The first movement, Allegro con spirito, is a radiant opening—spirited, percussive, full of rhythmic flair. It begins with the solo guitar, whose buoyant strumming immediately conjures the colors of flamenco and folk tradition.

And then comes the Adagio. If the first movement is the light, the second is the shadow it casts. A solitary cor anglais introduces the now-famous melody—elegant, winding, heartbreakingly human. The guitar soon enters not as a virtuoso, but as a mourner—echoing, answering, embellishing with a quiet grief. The movement grows from lament to catharsis, with the guitar weaving arabesques above waves of orchestral color. By the final bars, the melody returns. It is one of the most transcendent adagios in all of music.

The third movement, Allegro gentile, restores the light, but it does not erase the ache. Dance rhythms abound, but they are gentler now, tinged with nostalgia. The guitar leads once more, playfully tossing phrases back and forth with the orchestra, as if recalling brighter days.

The Concierto de Aranjuez endures not just because it is beautiful, but because it is honest. It is music that carries both sunlight and sorrow in its hands, never dropping either. Rodrigo’s masterpiece offers no grand philosophical statement—only the sound of someone who has seen darkness, heard silence, and still chosen to sing.

Georges Bizet (1838 - 1875)

Selections from Carmen

25 minutes

Composer: : Georges Bizet (Born in Paris, France, in 1838; died in Bougival, France, in 1875)

Work composed:
 1873-1874

World premiere: March 3, 1875, at the Opéra-Comique in Paris

Instrumentation: 2 flutes (2nd doubling piccolo), 2 oboes (2nd doubling English Horn), 2 clarinets, 2 bassoons, 4 horns, 2 trumpets, 3 trombones, tuba, timpani, 4 percussion, harp, and strings

Selections from Carmen 

– Aragonaise
– Habanera
– La Garde Montante
– Seguedille
– Les Dragons d’Alcala
– Chanson du toreador
– Intermezzo
– Danse Bohéme

Georges Bizet

Some works are born into acclaim. Carmen was not one of them.
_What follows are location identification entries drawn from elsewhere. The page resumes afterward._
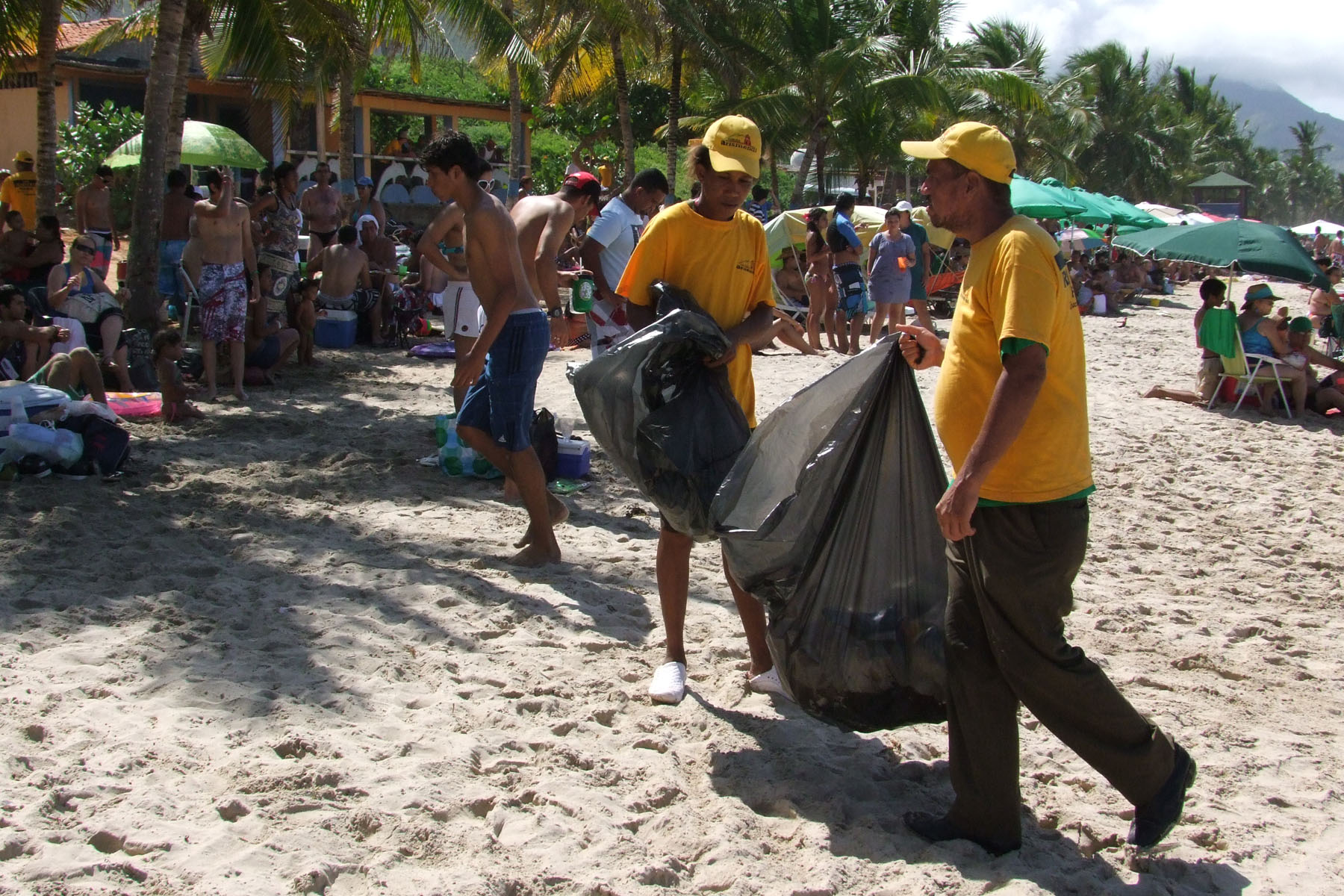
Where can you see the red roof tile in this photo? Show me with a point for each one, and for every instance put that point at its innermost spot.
(77, 33)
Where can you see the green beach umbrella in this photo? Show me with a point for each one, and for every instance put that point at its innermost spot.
(1249, 246)
(1136, 215)
(202, 144)
(1041, 200)
(1093, 211)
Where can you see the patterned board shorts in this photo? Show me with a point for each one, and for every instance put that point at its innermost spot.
(223, 302)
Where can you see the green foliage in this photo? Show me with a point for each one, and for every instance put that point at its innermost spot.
(85, 144)
(438, 77)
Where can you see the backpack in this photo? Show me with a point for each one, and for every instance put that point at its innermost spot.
(544, 442)
(107, 445)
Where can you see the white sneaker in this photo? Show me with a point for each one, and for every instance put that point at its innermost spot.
(668, 682)
(768, 682)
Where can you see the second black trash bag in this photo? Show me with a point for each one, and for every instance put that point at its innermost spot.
(828, 519)
(665, 420)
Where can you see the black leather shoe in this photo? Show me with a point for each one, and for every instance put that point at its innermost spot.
(937, 829)
(1156, 818)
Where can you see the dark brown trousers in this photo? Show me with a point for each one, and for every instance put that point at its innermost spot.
(1009, 588)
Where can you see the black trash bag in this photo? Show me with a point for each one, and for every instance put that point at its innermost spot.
(828, 519)
(665, 420)
(546, 444)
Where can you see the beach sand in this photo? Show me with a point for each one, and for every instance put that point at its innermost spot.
(282, 657)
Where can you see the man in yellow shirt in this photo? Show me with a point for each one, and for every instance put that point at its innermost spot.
(715, 252)
(19, 191)
(1011, 408)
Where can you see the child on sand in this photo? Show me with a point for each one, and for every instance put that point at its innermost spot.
(168, 349)
(305, 317)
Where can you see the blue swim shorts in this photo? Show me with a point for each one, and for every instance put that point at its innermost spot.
(853, 292)
(500, 402)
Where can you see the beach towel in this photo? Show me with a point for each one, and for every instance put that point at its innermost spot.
(667, 421)
(1218, 331)
(828, 519)
(134, 403)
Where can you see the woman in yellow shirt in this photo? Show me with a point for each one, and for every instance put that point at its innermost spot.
(717, 252)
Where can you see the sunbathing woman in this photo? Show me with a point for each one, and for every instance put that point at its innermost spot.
(823, 301)
(1263, 336)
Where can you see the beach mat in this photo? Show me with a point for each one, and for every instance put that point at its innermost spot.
(828, 519)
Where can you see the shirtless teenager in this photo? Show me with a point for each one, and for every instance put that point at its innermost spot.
(444, 277)
(503, 367)
(174, 234)
(544, 222)
(322, 210)
(346, 285)
(13, 245)
(382, 269)
(93, 217)
(228, 267)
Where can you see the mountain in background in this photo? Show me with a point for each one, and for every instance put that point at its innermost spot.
(1272, 112)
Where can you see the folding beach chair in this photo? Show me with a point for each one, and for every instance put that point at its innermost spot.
(1251, 370)
(1334, 332)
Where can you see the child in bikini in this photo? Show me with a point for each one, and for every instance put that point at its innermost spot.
(168, 349)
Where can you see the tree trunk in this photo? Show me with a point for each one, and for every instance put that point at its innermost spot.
(673, 113)
(179, 99)
(515, 116)
(143, 308)
(623, 109)
(800, 184)
(821, 171)
(49, 26)
(346, 116)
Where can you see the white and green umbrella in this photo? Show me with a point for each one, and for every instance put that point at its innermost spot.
(202, 144)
When Georges Bizet’s opera premiered in 1875, it scandalized audiences. Too raw, too sensual, too streetwise for the polite world of the Opéra-Comique. Here was an opera with cigarette girls, soldiers, smugglers, and a heroine who didn’t die for love but for freedom. A woman who refused to be possessed. Paris was aghast—and the critics weren’t much kinder. Just three months later, Bizet died at the age of 36, never knowing his opera would become one of the most performed and beloved in the world.

To hear Carmen today is to understand why it endured. From its opening bars, the music demands your attention. And in orchestral selections drawn from the full opera, we get all the flame without the libretto: duels, dances, declarations of love and war, all painted in the unmistakable hues of Spain as imagined by a Parisian with an unmatched melodic gift.

The suite often opens with the ominous Prélude, which foreshadows Carmen’s fate. In barely a minute, Bizet conjures a drama of life and death: low brass intones the fatalistic fate motif, then vanishes into strings and a fleeting military march.

Then comes the swagger. The Aragonaise, with its slashing string rhythms and clattering castanets, gallops in like a toreador entering the ring. The Intermezzo offers a tender interlude: a solo flute glides over hushed strings. In the opera, this moment precedes the third act—dawn in the mountains—and its calm is the kind that trembles, knowing the storm is near.

The Habanera, Carmen’s calling card, is next. “L’amour est un oiseau rebelle”—“Love is a rebellious bird.” And so is she. The rhythm lingers and teases while the melody snakes its way through the orchestra. It’s one of the most iconic tunes in opera, not just because it’s catchy, but because it tells the truth. Love, Carmen warns, cannot be tamed.

Later, we hear the Les Toréadors—a fanfare to machismo, all brass and bravado. And yet, by the time it arrives in the opera’s final act, we know what lurks beneath its glitter: obsession, violence, and loss. Carmen has already made her choice, and it is not Don José. She chooses freedom, even if it costs her life.

Carmen is more than a story of doomed love. It is a story of defiance, of agency, of a woman who dares to live by her own rules in a world that punishes her for it. And in these orchestral selections, Bizet’s music tells that story with searing clarity—no words required.